I’ve always known her to be calm to my frantic, brave to my wimpiness, determined with a self-assuredness I still envy. Just to give you an example, she confronted her fear of snakes by attending a museum program about reptiles. She forced herself to handle them and she can now see one slither across her patio and admire the snake’s place in the circle of things. I’ll go on record now that this will never be me; I got the heebies just typing the word “slither”.
We used to get together with other gals like us: 35+, smart, professional and not nuts about being single. Those outings were always good for gossip although it was mostly me who did the “observing”. David and I happened a year before her marriage to Bill and over the last quarter century, we’ve tracked each other from Connecticut to Colorado to Arizona. Some years ago, Bill had a quadruple bypass and the stress on his body blossomed a latent case of multiple sclerosis. At least that’s what I think. As his health declined, my friend was just like the Hallmarks describe — loyal, loving, patient. She, of course, would guffaw at this; oh, I know they had their moments, but her unwavering kindness really is true.

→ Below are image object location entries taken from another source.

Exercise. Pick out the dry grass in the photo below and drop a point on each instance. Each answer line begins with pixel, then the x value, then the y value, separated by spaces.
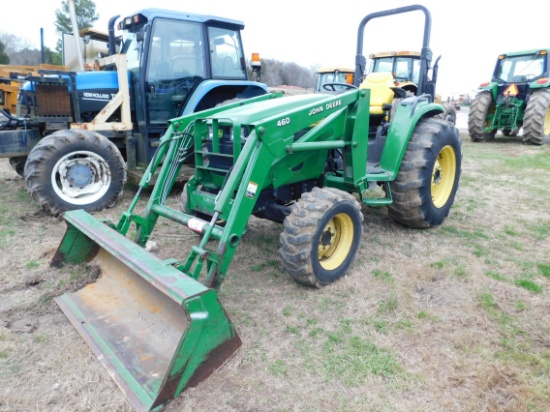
pixel 455 318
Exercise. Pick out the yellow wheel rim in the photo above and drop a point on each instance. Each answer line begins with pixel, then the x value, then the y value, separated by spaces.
pixel 546 125
pixel 335 241
pixel 443 176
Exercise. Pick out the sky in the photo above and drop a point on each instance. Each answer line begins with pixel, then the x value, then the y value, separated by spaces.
pixel 467 34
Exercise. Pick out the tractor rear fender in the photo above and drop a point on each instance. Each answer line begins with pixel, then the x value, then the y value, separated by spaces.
pixel 409 112
pixel 243 89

I can remember us eating a picnic lunch of hard-boiled eggs and pepperoni on a chilly spring day in Cripple Creek, Colorado.

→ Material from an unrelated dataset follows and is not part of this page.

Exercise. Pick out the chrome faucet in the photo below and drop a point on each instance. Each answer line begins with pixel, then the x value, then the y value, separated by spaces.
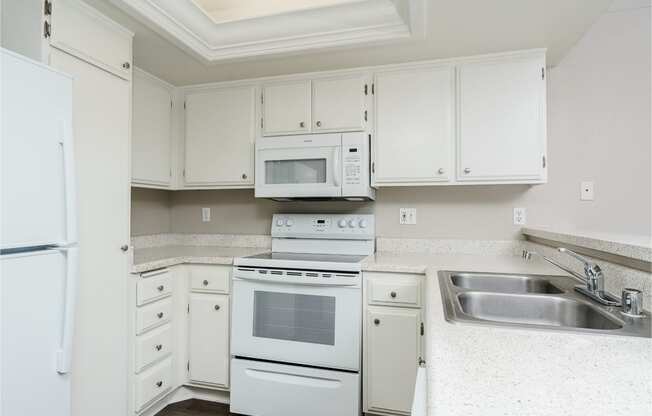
pixel 593 277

She loves purple, eclecticism, and cats.
She loves her sisters, me and David, and asparagus.
A friend like that makes it easy to see the reason I was eager to read her note. It said: Diagnosis: Stage 4 Breast Cancer. Treatment: Radical mastectomy, chemotherapy.
It takes a lot of someone else’s pain to make me cry, otherwise I couldn’t be a psychotherapist, unless that pain hits me where I live, and hers waltzed right in my door. See, she’s never been about putting herself at the front of the soup line, so when we talked and cried over the phone it didn’t surprise me that through this she kept on keeping on … with work and with caregiving, placing Bill in respite care only for the week she had surgery.
Only one week after that phone call, my dear friend called to say she’d come home to find Bill, fallen on the floor. He was dead.
She still likes asparagus, will always love cats, and will forever be a kind and good soul. She’s learning to put her needs and wants toward the front of the line; done with chemotherapy, life is opening up in ways she’d never ever imagined.
I just wish it hadn’t taken these painful sorrows for her to act more, for herself, on the kind of love she gave the rest of us. I’m glad she is, now.
If you’ve got an invisible disability, or are in a relationship affected by one, what about my friend’s story do you relate to?
Kathe and Irene have been friends for over 27 years. She is contemplating a move back home to Michigan after a stop here in Colorado to scatter Bill’s ashes in a Rocky Mountain spot he especially loved. David and I will always be so happy to see Irene; our cats Petey and Lucy will love her on sight.
Categories: Effect of invisible (hidden) disability on relationship
My husband has MS and is becoming less invisible these days. I wish I could be like your friend. I am trying to be it all with my kids and work, and it is exhausting. I am in awe of someone who has that energy and will.
Sandee, you can’t be it all. The first rule of caregiving is that the quality of care you give yourself is directly proportional to the quality of care you give others…My friend is, like me, in her early 60s. We don’t have children underfoot, and our lives and work have reached a point yours hasn’t reached yet. It’s sometimes a good thing for people with MS to have someone to talk to who isn’t a spouse or family member. Just so they can be honest without having to watch what gets said. Support groups work well for some; others like 1-1 contact with a caring therapist. It’s great if the therapist has some personal experience with disability; I think it makes for being more in-tune…And if you need someone to talk to (sounds like you’d be all for that), find yourself someone who’;s not family and definitely not a co worker. Even a friend can’t really give you honest perspective. I’m sure there are places in your community where there’s low- or no-cost counseling, if $$ is an issue or if you’re without mental healthcare insurance. If you’re not sure, call a therapist or two and if they can;’t help, ask if they know who can! All the best to both of you; neither one of you have got it easy!